Now Michael is not quite a man, nor is he alive or dead. His image in the mirror is inexplicably, but undeniably, different. The voices of others echo in his head. And as his inward metamorphosis brings the wrath of the natural world upon him, he must venture back to the waterfall to reclaim his soul from those who plan a crueler fate for him....
Members Reviews:
Quite a ride!
I have to admit - this was a hard book to get through. Sullivan doesn't tell a story and allow the reader to be a spectator, but rather, creates a world in which it is nearly impossible to remain on the outside. Pure exhaustion accompanies the pure fascination. If I say anything else, it stands the chance of being a spoiler, as discovery is the fascination and the actual experience is the exhaustion. It is a ride, indeed.
Thomas Sullivan just keeps getting better and better
I've been reading Thomas Sullivan's novels in the order they were published, and just finished SECOND SOUL yesterday. The man just keeps getting better and better with each new book - this is novel number six - THE WATER WOLF is number seven and I'm chomping at the bit to get to that one now.

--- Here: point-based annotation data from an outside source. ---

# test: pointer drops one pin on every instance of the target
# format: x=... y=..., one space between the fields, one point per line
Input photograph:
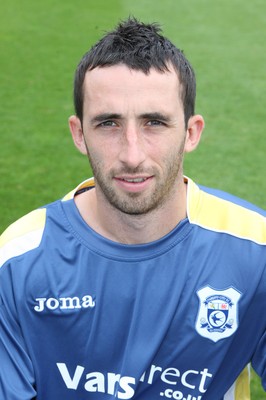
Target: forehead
x=112 y=85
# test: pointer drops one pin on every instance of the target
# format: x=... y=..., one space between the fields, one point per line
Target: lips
x=133 y=184
x=133 y=180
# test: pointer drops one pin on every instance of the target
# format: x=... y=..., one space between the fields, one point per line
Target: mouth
x=133 y=180
x=133 y=184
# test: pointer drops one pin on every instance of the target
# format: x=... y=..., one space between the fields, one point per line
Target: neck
x=132 y=229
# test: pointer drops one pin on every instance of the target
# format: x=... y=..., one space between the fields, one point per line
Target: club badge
x=218 y=313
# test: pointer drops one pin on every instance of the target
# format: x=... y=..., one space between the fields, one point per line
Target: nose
x=132 y=152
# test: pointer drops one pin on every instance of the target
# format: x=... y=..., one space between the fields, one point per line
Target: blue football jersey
x=83 y=317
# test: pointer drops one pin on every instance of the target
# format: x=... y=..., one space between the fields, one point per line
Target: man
x=138 y=284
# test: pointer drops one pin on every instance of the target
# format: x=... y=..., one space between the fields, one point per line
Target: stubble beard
x=139 y=203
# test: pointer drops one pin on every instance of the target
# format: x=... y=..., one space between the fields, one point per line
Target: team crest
x=218 y=313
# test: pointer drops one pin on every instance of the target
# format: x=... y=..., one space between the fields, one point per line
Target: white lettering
x=184 y=376
x=168 y=372
x=125 y=382
x=205 y=375
x=41 y=301
x=69 y=302
x=71 y=383
x=95 y=382
x=87 y=301
x=168 y=393
x=64 y=303
x=52 y=303
x=112 y=380
x=152 y=372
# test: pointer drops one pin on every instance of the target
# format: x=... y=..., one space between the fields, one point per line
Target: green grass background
x=41 y=43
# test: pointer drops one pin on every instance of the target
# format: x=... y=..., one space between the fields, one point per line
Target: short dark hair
x=140 y=47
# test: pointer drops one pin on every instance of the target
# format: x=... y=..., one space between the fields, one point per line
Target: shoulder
x=222 y=212
x=23 y=235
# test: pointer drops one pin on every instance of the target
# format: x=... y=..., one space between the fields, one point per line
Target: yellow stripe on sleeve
x=220 y=215
x=23 y=235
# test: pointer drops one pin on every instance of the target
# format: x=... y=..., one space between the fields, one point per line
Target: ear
x=194 y=131
x=77 y=133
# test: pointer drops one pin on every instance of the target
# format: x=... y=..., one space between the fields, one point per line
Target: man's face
x=134 y=133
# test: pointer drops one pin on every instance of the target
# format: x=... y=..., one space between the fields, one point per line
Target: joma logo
x=64 y=303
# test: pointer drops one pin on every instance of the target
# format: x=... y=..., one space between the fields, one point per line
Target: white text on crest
x=64 y=303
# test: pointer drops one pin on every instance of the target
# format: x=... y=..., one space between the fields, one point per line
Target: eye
x=155 y=122
x=107 y=124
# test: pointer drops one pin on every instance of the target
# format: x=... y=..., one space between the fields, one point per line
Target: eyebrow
x=155 y=116
x=105 y=117
x=150 y=116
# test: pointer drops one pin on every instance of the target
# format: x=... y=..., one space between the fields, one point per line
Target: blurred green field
x=41 y=44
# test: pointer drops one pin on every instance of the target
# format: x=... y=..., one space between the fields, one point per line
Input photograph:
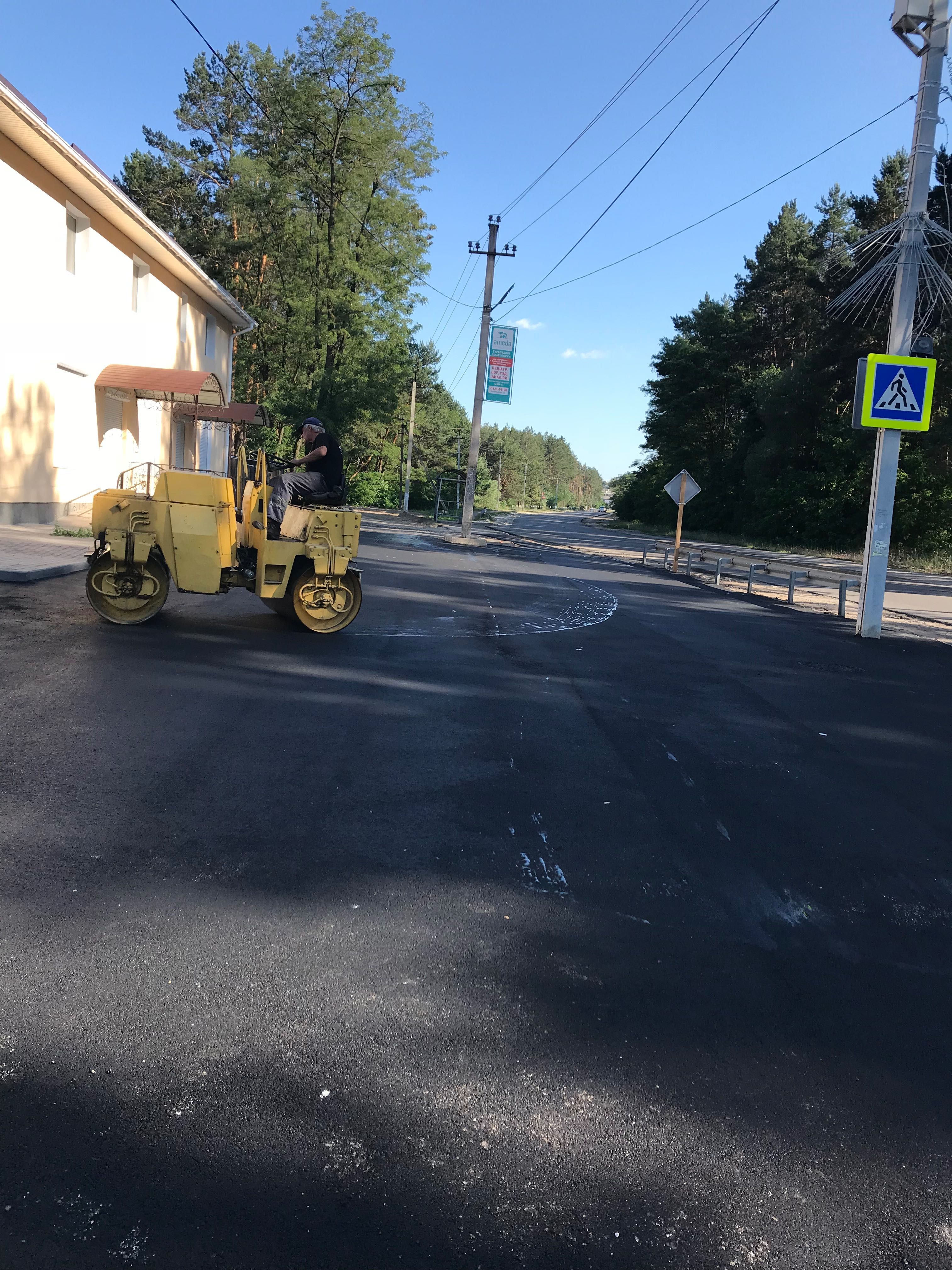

SECOND SOUL is one of those rare books that I feel like pulling out a highlighter to mark up all the great passages that I'll want to return to again and again. Fact is, I have a book fetish that prevents me defacing them that way, but there's just so much outstandingly fine writing there that I wish it weren't so. Not that it will be hard to find the good parts in the future -- there are so many "good parts" that I'll just reread the whole thing, and it will be time well spent.
What a great concept for a story, and such masterful execution to bring that story to the page. "Sully" is such a wizard of the language - those big-name best-selling giants of the genre got nothing on him, talent-wise. My fervent wish is that he keeps at it, and writes his stories, going wherever his muse takes him, ignoring genre boundaries and just writing what needs to be written. I'll follow him anywhere -- mainstream, genre, I don't care. It's how he tells the story, it's not about the theme or plot. He tells stories like Fabergé made eggs - exquisitely crafted, each one unique and beautiful and of the finest kind, and I'm eternally grateful to him for sharing.
snooze fest!
I am a huge fan of horror and couldn't wait to dive into this book. The first couple of chapters were great and I was hooked, but the story just didn't go anywhere.
Michael Carmichael falls into freezing water and while he is dying, he watches a bus full of people crash and burn alive. Michael comes back to tell the tale, but he doesn't come back alone. There are 19 souls that want to use his body to come back in.
The story spends way too much time with narrative that is descriptive to the point of being boring and doesn't advance the storyline at all.